112.  The Court recalls that it will not speculate as to what might have occurred had there been no breach of the procedural guarantees of Article 6 of the Convention (the above-cited Benham judgment, § 68, and the Findlay v. the United Kingdom judgment of 25 February 1997, Reports 1997-I, §§ 84-88) unless it finds special features in the case amounting to a “real loss of opportunity” (the Perks and Others judgment, cited above, §§ 80-81, and the Goddi v. Italy judgment, cited above, § 35).

113.  In the Goddi case, both the applicant and his representative had been prevented from attending the relevant court hearing where his sentence had been increased, and it was considered that such a loss of real opportunity warranted the award of just satisfaction (§ 35 of that judgment).

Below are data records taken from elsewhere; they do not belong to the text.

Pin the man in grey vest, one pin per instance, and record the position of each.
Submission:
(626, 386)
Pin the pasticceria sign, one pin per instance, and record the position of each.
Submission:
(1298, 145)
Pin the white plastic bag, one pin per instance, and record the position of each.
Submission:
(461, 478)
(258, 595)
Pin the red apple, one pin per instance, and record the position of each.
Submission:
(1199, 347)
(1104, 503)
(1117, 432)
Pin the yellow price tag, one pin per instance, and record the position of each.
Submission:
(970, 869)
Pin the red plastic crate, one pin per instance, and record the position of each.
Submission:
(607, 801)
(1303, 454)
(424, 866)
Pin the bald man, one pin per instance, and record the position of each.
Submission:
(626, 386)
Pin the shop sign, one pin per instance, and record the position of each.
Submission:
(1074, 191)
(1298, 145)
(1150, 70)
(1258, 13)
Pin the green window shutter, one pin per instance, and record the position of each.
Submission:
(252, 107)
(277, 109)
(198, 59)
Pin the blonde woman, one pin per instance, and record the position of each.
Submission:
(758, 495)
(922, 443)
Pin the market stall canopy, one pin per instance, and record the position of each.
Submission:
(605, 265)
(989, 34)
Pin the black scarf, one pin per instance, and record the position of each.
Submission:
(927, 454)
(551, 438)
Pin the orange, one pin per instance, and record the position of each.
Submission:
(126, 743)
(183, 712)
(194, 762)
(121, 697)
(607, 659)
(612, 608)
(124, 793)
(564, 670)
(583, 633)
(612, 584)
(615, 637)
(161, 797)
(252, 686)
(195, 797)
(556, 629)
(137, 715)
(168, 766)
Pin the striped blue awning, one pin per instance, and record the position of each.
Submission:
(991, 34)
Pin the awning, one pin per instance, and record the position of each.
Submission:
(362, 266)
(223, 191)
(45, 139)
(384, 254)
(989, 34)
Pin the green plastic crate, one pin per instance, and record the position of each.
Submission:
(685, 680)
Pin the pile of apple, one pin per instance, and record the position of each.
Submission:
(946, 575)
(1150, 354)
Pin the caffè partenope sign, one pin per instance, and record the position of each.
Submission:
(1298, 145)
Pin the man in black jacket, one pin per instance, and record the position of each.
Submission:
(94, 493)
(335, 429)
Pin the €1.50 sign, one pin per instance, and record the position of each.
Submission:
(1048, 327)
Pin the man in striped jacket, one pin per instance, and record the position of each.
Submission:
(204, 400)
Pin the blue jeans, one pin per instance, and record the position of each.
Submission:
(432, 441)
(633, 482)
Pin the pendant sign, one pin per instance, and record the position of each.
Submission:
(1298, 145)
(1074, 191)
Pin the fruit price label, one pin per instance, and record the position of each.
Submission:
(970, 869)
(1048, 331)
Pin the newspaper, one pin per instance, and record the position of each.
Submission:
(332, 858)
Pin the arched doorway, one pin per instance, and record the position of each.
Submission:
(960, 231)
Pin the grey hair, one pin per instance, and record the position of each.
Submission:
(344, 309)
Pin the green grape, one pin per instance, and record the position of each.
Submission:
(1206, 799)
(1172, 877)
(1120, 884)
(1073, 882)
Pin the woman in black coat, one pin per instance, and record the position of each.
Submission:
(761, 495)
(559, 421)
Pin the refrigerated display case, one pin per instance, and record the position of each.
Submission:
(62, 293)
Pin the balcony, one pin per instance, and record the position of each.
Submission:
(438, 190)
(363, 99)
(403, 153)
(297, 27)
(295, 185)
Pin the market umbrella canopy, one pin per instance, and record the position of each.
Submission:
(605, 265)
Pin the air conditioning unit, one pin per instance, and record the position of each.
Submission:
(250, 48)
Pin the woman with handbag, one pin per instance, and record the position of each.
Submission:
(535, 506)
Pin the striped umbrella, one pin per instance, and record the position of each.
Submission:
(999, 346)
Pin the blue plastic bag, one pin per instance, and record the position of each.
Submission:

In the Perks and Others case, the Court saw no reason to disregard the Government’s concession that the situation of Mr Perks was exceptional given that the appeal court had found it unlikely that the Magistrates’ Court would have committed him to prison if they had known more about his health problems and personal circumstances, matters to which, the Government had also accepted, a reasonably competent solicitor would have drawn the Magistrates’ Court’s attention. An award for non-pecuniary loss was therefore made to Mr Perks. It is noteworthy that the Court went on to find that there was no basis to speculate, as regards the other applicants in the Perks and Others case, as to the outcome of their proceedings before the Magistrates’ Courts, and found that the finding of a violation constituted sufficient just satisfaction.

114.  In the present cases, the Court finds that there is similarly no basis to speculate as to the outcome of the adjudication proceedings and is unable to find any factor in the present cases which could justify a departure from the Court’s approach in the Benham judgment. Accordingly, it considers that the finding of a violation of Article 6 § 3(c) of the Convention constitutes, in itself, sufficient just satisfaction for any non-pecuniary damage sustained by the applicants.

B.  Costs and expenses

115.  The applicants claimed reimbursement, based on relevant invoices, in amounts totalling GBP 11,954 (Counsel’s fees) and GBP 5,170 (solicitors’ costs), such sums being inclusive of value-added tax (“VAT”). The Government noted that no breakdown was given as to which of the costs and expenses related to which of the applicant’s cases.

116.  The Court recalls that that only legal costs and expenses found to have been actually and necessarily incurred and which are reasonable as to quantum are recoverable under Article 41 of the Convention (see, among other authorities, Nikolova v. Bulgaria [GC], no. 31195/96, 25 March 1999, § 79, and Smith and Grady v. the United Kingdom (just satisfaction), nos. 33985/96 and 33986/96, § 28, ECHR 2000-IX).

117.  It is satisfied that the applicants’ costs claim meets these requirements and, accordingly, awards the sum of GBP 17,124, inclusive of any VAT that may be chargeable, and less 2,387.50 euros (EUR) paid in legal aid by the Council of Europe.

C.  Default interest

118.  According to the information available to the Court, the statutory rate of interest applicable in the United Kingdom at the date of adoption of the present judgment is 7.5% per annum.


1.  Holds that there has been a violation of Article 6 § 3(c) of the Convention in respect of both applicants;

2.  Holds that the finding of a violation constitutes in itself sufficient just satisfaction for any non-pecuniary damage sustained by the applicants;

3.  Holds

(a)  that the respondent State is to pay the applicants, within three months from the date on which the judgment becomes final according to Article 44 § 2 of the Convention, GBP 17,124 (seventeen thousand one hundred and twenty-four pounds sterling) in respect of costs and expenses, inclusive of any value-added tax that may be chargeable and less EUR 2,387.50 (two thousand three hundred and eighty-seven euros and fifty cents) paid in legal aid by the Council of Europe;

(b)  that simple interest at an annual rate of 7.5% shall be payable from the expiry of the above-mentioned three months until settlement;

4.  Dismisses the remainder of the applicants’ claim for just satisfaction.

Done in English, and notified in writing on 15 July 2002, pursuant to Rule 77 §§ 2 and 3 of the Rules of Court.